Irak, storica visita di Ahmadinejad protetto dai «nemici»: gli americani

Sarà anche un Grande Satana, come lo chiamano il presidente Mahmoud Ahmadinejad e gli altri leader iraniani, ma è un Satanasso gentile e cerimonioso, capace di proteggere il nemico e pronto, alla bisogna, ad accoglierlo con il tappeto rosso. Succederà in questa strana domenica irachena quando Mahmoud Ahmadinejad, il nemico numero uno degli Stati Uniti, violerà - in qualità di riverito ospite di Stato - il «sancta sanctorum» della sicurezza americana in Irak e si siederà a colloquiare con il presidente Jalal Talabani e il primo ministro Nouri al Maliki dietro le recinzioni della Zona Verde di Bagdad.
La visita del presidente iraniano in Irak, la prima in almeno 30 anni, è sicuramente storica, ma anche un tantino paradossale. A garantire la sicurezza di un capo di Stato che i militanti filo-saddamisti e quelli di Al Qaida farebbero volentieri a fettine, contribuiranno, al fianco dell’esercito iracheno e degli attivissimi servizi segreti iraniani, i soldati americani del generale David Petraeus. Gli stessi militari contro cui il presidente Ahmadinejad distribuisce strali e attacchi quotidiani dovranno trascorrere un paio di giorni fornendogli protezione e garanzie. E i generali del comando statunitense, abituati a raccogliere prove per dimostrare i rapporti tra l’Iran e la guerriglia, dovranno stavolta mettere a punto i piani per garantire l’incolumità del grande avversario. In questa situazione da commedia dell’assurdo i nostalgici del deposto dittatore Saddam si trasformano invece in disinibiti sostenitori delle tesi che, in queste ore, i portavoce del Pentagono evitano per discrezione diplomatica di ripetere.
«Non penso che questa visita sia di grande beneficio per l’Irak visti i gravi danni causati al nostro popolo e al nostro Paese dalle pesanti interferenze iraniane», ha ripetuto ieri il parlamentare sunnita Salim Abdullah ricordando l’appoggio di Teheran ai gruppi radicali sciiti e accusando l’Iran di favorire la destabilizzazione del Paese. Molti sunniti iracheni, già poco disponibili ad accantonare il presente, sono ancor meno disposti a dimenticare il passato di Ahmadinejad, un presidente famoso per le sanguinose e spietate incursioni messe a segno dietro le linee irachene quand’era un giovane ufficiale dei pasdaran.

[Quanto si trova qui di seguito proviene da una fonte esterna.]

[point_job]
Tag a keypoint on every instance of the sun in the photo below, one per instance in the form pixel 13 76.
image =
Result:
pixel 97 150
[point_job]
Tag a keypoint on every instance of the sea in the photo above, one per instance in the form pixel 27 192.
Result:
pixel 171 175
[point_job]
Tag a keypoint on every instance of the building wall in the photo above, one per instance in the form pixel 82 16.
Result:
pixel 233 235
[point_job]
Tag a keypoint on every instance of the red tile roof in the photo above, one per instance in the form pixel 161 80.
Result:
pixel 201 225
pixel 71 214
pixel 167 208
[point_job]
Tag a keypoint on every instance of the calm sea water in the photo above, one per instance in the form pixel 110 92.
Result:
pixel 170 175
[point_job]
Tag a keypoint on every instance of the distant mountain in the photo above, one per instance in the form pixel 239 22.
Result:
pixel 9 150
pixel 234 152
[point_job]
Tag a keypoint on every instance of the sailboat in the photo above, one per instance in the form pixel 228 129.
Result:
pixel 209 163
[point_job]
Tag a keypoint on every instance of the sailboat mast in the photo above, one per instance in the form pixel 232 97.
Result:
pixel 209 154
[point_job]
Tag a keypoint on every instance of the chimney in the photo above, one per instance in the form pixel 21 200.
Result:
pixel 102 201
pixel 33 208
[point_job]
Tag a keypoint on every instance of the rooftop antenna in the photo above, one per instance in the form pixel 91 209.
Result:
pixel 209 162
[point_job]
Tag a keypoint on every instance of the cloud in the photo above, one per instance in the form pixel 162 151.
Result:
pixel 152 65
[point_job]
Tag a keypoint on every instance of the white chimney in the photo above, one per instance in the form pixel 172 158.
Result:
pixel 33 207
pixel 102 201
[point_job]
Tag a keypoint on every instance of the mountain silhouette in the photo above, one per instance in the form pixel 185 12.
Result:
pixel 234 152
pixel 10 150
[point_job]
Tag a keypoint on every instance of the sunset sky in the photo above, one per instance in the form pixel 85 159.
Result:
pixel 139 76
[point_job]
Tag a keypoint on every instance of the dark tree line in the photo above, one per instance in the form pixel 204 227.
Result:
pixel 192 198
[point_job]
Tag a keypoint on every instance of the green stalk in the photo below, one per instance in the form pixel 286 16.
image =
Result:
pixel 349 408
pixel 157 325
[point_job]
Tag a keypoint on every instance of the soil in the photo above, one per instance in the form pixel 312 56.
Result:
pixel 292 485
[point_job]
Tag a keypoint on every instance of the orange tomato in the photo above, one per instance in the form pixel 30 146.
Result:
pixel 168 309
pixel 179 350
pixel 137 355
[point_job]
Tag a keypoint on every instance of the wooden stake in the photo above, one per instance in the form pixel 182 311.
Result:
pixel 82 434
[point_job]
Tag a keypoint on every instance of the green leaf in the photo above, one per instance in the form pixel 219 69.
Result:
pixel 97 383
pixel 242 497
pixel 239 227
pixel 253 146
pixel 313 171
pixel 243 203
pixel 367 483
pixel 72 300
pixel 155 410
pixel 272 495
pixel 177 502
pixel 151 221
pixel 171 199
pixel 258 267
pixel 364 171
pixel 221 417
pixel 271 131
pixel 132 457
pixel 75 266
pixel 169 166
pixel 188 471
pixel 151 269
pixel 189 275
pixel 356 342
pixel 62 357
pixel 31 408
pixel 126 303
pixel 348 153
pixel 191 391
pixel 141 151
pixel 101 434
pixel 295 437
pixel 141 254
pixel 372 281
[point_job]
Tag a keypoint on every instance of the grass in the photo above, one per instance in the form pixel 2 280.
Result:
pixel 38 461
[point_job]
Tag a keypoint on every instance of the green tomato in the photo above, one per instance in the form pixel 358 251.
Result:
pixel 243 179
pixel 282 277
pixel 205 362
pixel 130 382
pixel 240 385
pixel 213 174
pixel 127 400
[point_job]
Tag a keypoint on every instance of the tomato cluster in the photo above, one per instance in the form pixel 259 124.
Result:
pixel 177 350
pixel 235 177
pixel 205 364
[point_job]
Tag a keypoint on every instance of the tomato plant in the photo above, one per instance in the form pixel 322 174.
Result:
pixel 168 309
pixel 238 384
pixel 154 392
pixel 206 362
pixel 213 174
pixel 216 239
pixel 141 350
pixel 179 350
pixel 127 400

Questi e altri dettagli preoccupano ben poco il presidente iraniano. L’esuberante Ahmadinejad sembra in queste ore ansioso di mettere a segno un colpo propagandistico assimilabile a quello dello scorso autunno quando riuscì a parlare nell’aula magna di una delle più prestigiose università americane. Le accuse ai servizi segreti iraniani e ai pasdaran, come pure la «creazione d’insicurezza, il disaccordo e la tensione», diventano nelle dichiarazioni rilasciate alla vigilia della «storica» visita «un complotto ordito dagli occupanti dell’Irak». I soldati americani, che garantiranno la sua sicurezza difendendo il perimetro della Zona Verde, sono un esercito destinato a subire un’immancabile disfatta. «Fa parte delle abitudini americane accusare gli altri quando vengono sconfitti... Non vi sembra ridicolo che chi tiene 160mila soldati in quel Paese ci accusi d’interferenza?», dichiara il presidente iraniano. E, mentre a Bagdad già spolveravano il tappeto rosso, lancia l’ultimo affondo al Grande Satana. «L’idea di un attacco americano non ci preoccupa...

Tanto tutti sanno che non sarebbero in grado di vincere una guerra», dichiara il presidente prima di salire sull’aereo per Bagdad. E gli americani intanto sono costretti a fargli da scorta, accontentandosi dell’ennesimo monito di Bush: «Smetta di esportare terrore».